Summer Camp 2020
The halls of The Bryan Museum echoed with small feet the week of July 27, elementary and middle school students took part in The Bryan History Camp. Campers from 10 different Galveston schools were led by two Texas history teachers and four college and spent the week immersed in a variety of history-focused crafts, games, gallery tours, guest speakers, drama and art projects.
Each day started with a docent-led tour of a different gallery in the Museum. A camper favorite was the large diorama of the Battle of San Jacinto in the Texas Frontier Gallery. Campers participated in outside activities such as a garden scavenger hunt which included learning about the historic building, the former Galveston Orphans Home, and identifying the sculptures from The Lost Bird Project. They learned to lasso, tried their hands at weaving and created their very own cattle brands.
Daily guest speakers and re-enactors entertained the campers with stories of the Texas Revolution, the life of Bernardo de Galvez, pioneer women, an exploration of their own family tree, and life and music on the frontier.

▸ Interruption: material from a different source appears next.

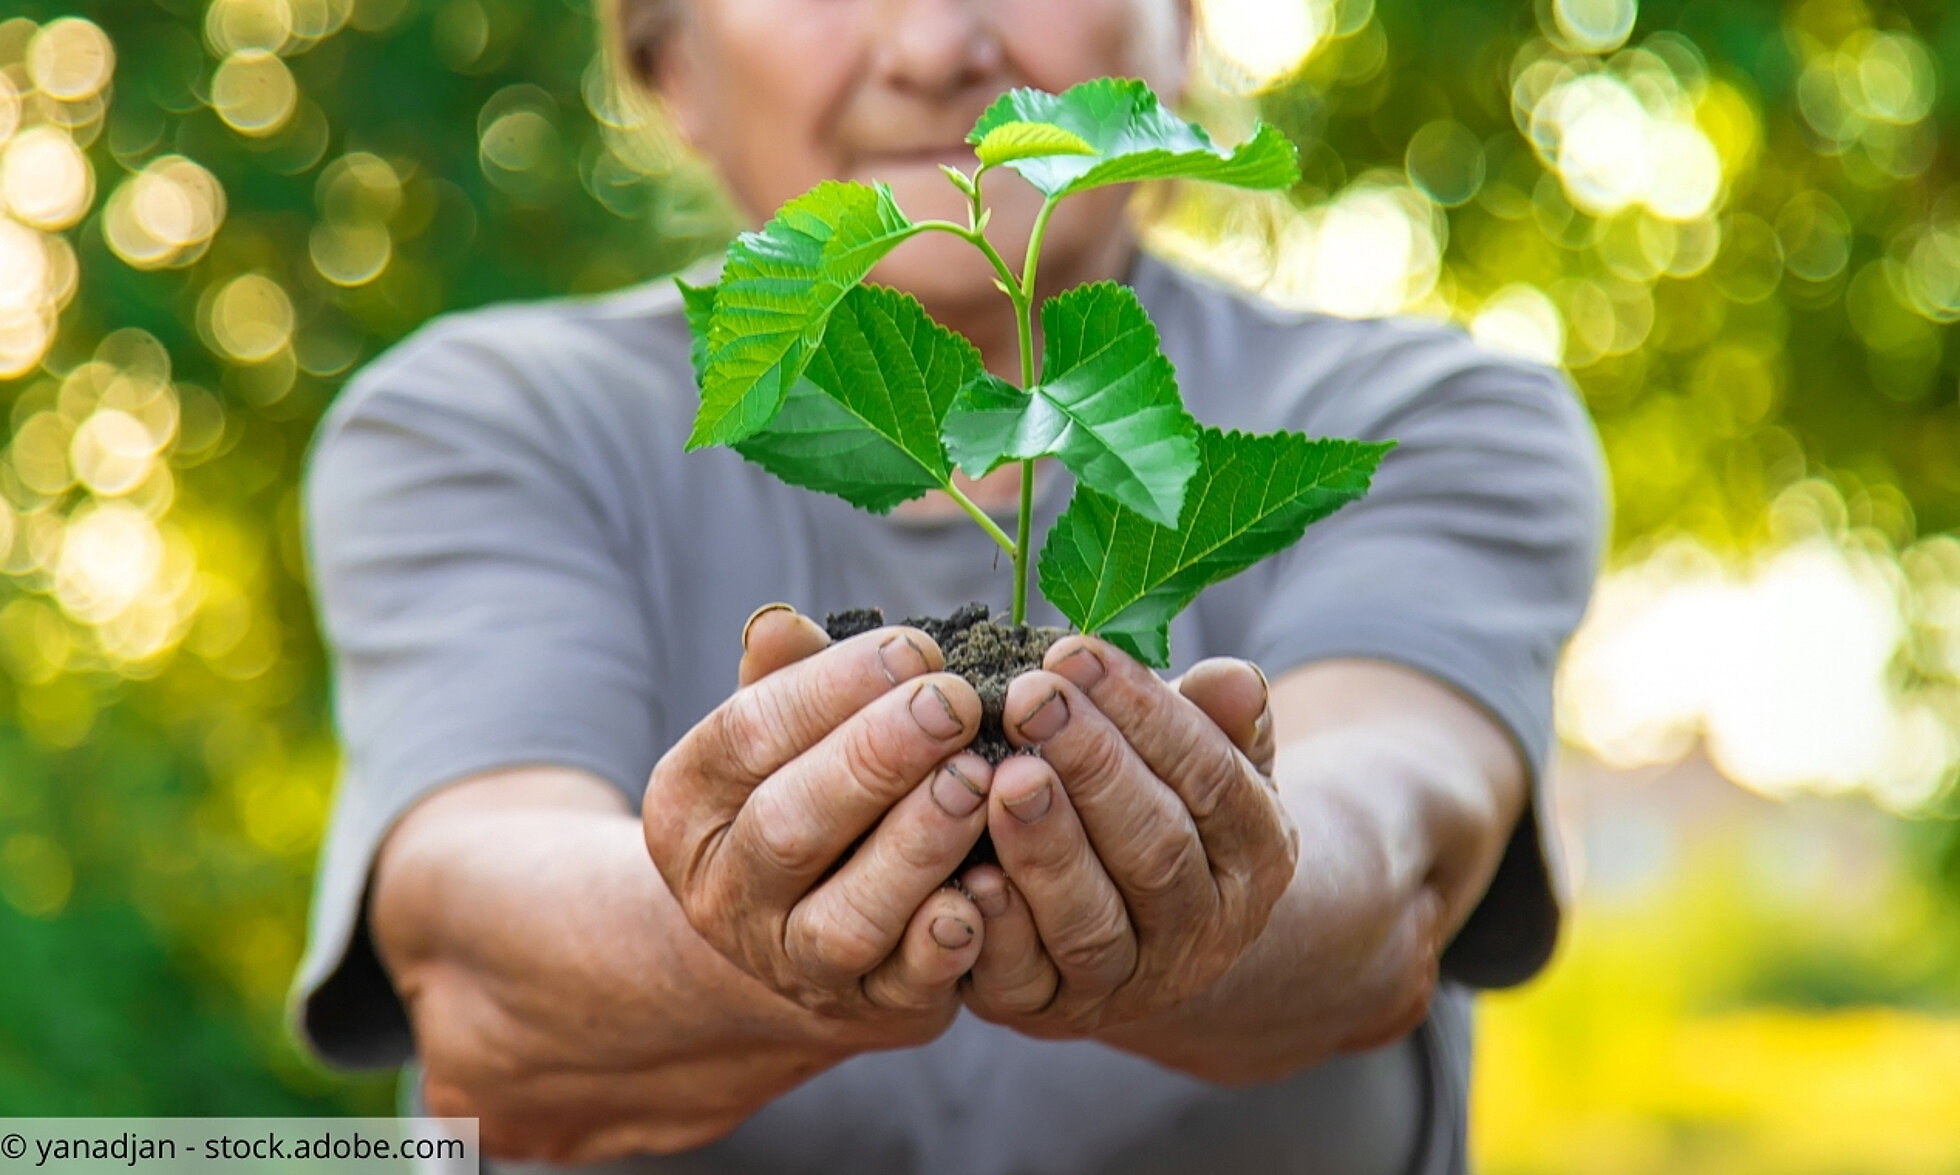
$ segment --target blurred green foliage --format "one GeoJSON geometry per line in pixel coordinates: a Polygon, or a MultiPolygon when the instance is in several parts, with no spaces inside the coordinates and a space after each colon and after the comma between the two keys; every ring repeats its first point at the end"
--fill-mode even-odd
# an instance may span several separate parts
{"type": "MultiPolygon", "coordinates": [[[[1352,310],[1299,226],[1402,217],[1360,308],[1551,346],[1623,545],[1747,545],[1806,477],[1897,546],[1960,524],[1960,12],[1650,0],[1588,44],[1560,14],[1611,0],[1309,7],[1303,65],[1213,71],[1306,180],[1174,206],[1167,239],[1352,310]],[[1599,110],[1634,138],[1586,156],[1599,110]],[[1666,149],[1695,134],[1713,163],[1666,149]]],[[[386,1112],[391,1080],[320,1074],[282,1022],[335,770],[308,437],[430,316],[669,272],[728,213],[610,93],[585,0],[6,13],[0,1111],[386,1112]]]]}
{"type": "MultiPolygon", "coordinates": [[[[23,99],[20,135],[36,122],[67,130],[100,190],[85,218],[45,238],[71,242],[79,271],[52,347],[0,381],[19,442],[0,475],[0,551],[12,550],[0,577],[0,1111],[386,1112],[392,1078],[325,1078],[282,1021],[334,769],[297,530],[307,439],[346,373],[431,315],[664,272],[718,241],[725,214],[700,183],[648,181],[605,151],[586,104],[602,90],[583,5],[24,0],[7,15],[12,87],[0,95],[23,99]],[[345,24],[309,43],[277,28],[295,13],[345,24]],[[107,34],[114,81],[37,107],[27,22],[73,16],[107,34]],[[297,91],[280,129],[243,134],[214,108],[227,37],[287,54],[267,55],[297,91]],[[500,171],[479,129],[513,115],[503,157],[527,166],[500,171]],[[221,226],[138,268],[112,243],[111,192],[171,156],[221,186],[221,226]],[[385,268],[328,281],[312,260],[332,255],[318,226],[376,221],[385,268]],[[229,334],[213,323],[211,291],[241,274],[277,283],[288,305],[269,314],[290,323],[285,337],[251,341],[249,315],[229,334]],[[146,338],[166,357],[163,386],[148,378],[159,349],[146,338]],[[103,492],[121,474],[85,461],[81,484],[61,484],[78,477],[59,467],[79,456],[79,420],[37,451],[57,472],[27,448],[40,435],[28,422],[58,418],[98,348],[149,385],[122,389],[123,406],[169,438],[121,493],[103,492]],[[76,536],[92,499],[139,503],[153,521],[105,527],[88,567],[76,536]],[[66,534],[36,533],[64,521],[66,534]],[[123,612],[147,609],[141,631],[92,630],[85,618],[104,613],[80,600],[104,593],[108,607],[143,597],[123,612]]],[[[634,155],[662,166],[648,159],[634,155]]],[[[10,195],[32,186],[12,183],[10,195]]],[[[173,214],[166,200],[152,219],[173,214]]],[[[139,259],[165,252],[135,236],[139,259]]],[[[117,402],[102,374],[82,393],[84,417],[117,402]]]]}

Reyna Collura, Director of Education at the Galveston Arts Center, taught an art class each day that included water color, printmaking and sculpture. Campers also took a drama class and wrote their own scripts incorporating characters and stories from Texas history. They performed their plays surrounded by their artwork on the last day of camp. Parents were able to connect and watch through Zoom.
All children and adults wore masks and campers were split into two groups to enforce social distancing. Volunteers and museum staff sanitized all rooms and equipment numerous times throughout the day.
The camp was generously funded by Texas Childhood Development Agency in coordination with Sea Star Base. The Bryan director Joan Marshall believes “these type of experiences widen a child’s world and help them connect to their own family history and that of their community. The camp was a great success and we hope to offer it again next year. After the early close of the school year, campers really benefited from the interaction with their peers and teachers.”